Elle n’a jamais oublié le garçon sauvage pour lequel à treize ans Auguste avait une grande admiration. Elle était gênée devant lui. Pour l’amadouer, Pierre lui avait fait un compliment. « Louise est la plus jolie », avait-il dit. Personne ne la trouvait belle. Claude et Auguste la méprisaient parce qu’elle était une fillette.

À cette époque, Auguste se querellait à tout propos avec Louise dont il voulait gouverner la vie, mais quand elle était absente une journée, il était inquiet. Il veillait sur elle jalousement.

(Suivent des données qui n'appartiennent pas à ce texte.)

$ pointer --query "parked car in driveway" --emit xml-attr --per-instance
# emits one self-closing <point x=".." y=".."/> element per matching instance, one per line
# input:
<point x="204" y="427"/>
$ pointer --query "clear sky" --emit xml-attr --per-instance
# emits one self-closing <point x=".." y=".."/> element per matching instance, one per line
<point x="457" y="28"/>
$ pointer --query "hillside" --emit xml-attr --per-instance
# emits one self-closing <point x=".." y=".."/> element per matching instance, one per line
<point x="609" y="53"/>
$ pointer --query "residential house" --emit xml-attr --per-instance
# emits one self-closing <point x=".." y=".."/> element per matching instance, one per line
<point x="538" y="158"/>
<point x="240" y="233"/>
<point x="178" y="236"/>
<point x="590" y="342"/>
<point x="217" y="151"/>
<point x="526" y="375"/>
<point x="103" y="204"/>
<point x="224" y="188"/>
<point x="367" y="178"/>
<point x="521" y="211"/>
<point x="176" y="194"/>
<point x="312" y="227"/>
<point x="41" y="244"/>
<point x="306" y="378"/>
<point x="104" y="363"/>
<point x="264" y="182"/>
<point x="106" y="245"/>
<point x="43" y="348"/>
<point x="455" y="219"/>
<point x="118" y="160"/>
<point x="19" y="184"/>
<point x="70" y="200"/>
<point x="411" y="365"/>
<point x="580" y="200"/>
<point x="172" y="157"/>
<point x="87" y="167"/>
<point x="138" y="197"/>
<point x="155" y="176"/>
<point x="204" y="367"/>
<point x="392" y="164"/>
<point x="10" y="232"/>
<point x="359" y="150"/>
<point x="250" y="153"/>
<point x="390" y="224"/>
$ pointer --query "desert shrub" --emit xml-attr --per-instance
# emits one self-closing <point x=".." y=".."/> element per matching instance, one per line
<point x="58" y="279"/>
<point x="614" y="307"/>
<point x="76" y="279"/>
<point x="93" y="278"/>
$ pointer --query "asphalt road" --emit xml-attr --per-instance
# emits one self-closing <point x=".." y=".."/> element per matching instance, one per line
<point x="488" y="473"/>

Auguste, qui a appris que Louise revoit son ancien ami, a cru la dégoûter en racontant devant elle l’épisode de Lucienne. Mais l’effet a été contraire à celui qu’il attendait.

— Massénac me plaît tel qu’il est, dit Louise. Comme je t’aime tel que tu es devenu, Auguste.

— Qu’est-ce que tu insinues ?

— Je n’insinue rien. Je t’ai vu flatter Bernard Massénac, le défendre quand tu le savais coupable. Je connais bien des choses que tu croies cachées et que tout le monde répète dans Deuville. Je n’aime pas beaucoup après cela que tu me fasses la morale.

— Massénac ne te courtise que pour se venger de moi.

— C’est faux. Massénac souffre de ton indifférence ; il ne te déteste pas.

— Mais Louise, j’ai d’autres idées pour toi. Je ne t’en ai jamais parlé, car je veux te laisser libre d’épouser l’homme de ton choix, mais je suis député maintenant, j’ai des relations, je te présenterai d’autres jeunes hommes, Julien Pollender, par exemple.

— Le fils du banquier ?

— Le député de Fontile.

— Je n’épouserai pas un homme pour servir ton ambition.

— Je ne pense qu’à toi.

— Pierre m’aime. Je sais tout ce que tu peux me dire à son sujet. Il n’a pas de secret pour moi.

— Massénac t’a dit qu’il t’aimait ?

— Rassure-toi, il n’a pas encore parlé.

Louise accepte de suivre son frère à Québec où les Prieur reçoivent beaucoup. Julien Pollender est un familier de la maison.